Keeping the public debt under control to guarantee peace. Some legal reflections on the modernity of the 4th preliminary article of Kant's project of perpetual peace
DOI:
https://doi.org/10.36311/2318-0501.2022.v10n1.p41Keywords:
Immanuel Kant, publid debt, perpetual peace, political economy, legal regimeAbstract
In the ‘century of debt’ that was the Enlightenment, Immanuel Kant was well aware of the pecuniary power that borrowing represents for any state and the realisation of its civil and/or military ambitions. The 4th preliminary article of the Perpetual Peace Project forbids the use of debt for military purposes: “National debts must not be contracted in order to support the interests of the state outside”. While he does not subscribe in every respect to Hume’s pessimism about the very principle of public debt, Kant shares some of his criticisms. The hierarchy of types of debts established according to their modalities of constitution (internal/external financing, limited/unlimited) and their uses (civil/military) testifies to a series of axiological judgments on debt that suggest the basic elements of a legal regime of public debt.
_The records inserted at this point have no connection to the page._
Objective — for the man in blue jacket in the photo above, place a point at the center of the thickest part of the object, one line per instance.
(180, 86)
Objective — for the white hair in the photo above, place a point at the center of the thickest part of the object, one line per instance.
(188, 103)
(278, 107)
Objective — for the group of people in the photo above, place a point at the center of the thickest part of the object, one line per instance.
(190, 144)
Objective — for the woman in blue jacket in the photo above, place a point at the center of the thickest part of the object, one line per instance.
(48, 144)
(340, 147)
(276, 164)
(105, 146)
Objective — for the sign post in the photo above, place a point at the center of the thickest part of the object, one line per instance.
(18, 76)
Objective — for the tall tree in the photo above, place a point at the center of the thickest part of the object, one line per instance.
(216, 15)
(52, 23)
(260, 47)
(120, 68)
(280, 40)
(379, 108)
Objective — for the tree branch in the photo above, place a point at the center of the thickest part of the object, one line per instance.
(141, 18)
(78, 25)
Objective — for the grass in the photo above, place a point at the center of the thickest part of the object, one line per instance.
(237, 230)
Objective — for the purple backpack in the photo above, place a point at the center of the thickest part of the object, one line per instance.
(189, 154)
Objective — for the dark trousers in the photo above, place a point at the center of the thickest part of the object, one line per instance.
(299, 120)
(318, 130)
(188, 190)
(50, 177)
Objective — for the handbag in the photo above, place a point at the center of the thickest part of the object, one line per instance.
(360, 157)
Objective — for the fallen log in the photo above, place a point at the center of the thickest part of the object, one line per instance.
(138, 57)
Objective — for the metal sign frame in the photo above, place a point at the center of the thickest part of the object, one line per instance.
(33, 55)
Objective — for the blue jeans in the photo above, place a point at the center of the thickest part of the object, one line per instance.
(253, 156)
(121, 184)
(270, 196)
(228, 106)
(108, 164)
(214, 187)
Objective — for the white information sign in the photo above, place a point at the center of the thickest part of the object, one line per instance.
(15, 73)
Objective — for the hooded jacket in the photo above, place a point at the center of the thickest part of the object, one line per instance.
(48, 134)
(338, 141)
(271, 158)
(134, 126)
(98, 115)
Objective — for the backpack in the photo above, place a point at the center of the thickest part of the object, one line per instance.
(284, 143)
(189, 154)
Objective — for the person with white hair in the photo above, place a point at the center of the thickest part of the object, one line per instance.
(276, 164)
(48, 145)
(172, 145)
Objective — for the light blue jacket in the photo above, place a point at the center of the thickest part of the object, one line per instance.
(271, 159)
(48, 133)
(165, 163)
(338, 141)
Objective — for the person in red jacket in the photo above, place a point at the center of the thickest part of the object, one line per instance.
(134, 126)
The present contribution aims at analysing the 4th preliminary article in the light of the economic, financial and political context of Prussia and other European states at the end of the 18th century. It compares Kant’s position on public debt with those of his contemporaries (Hume, Diderot) and of the classical economists (Melon, Smith...). It also identifies the legal characteristics of Kant’s framework of public debt and underlines its scope and limits.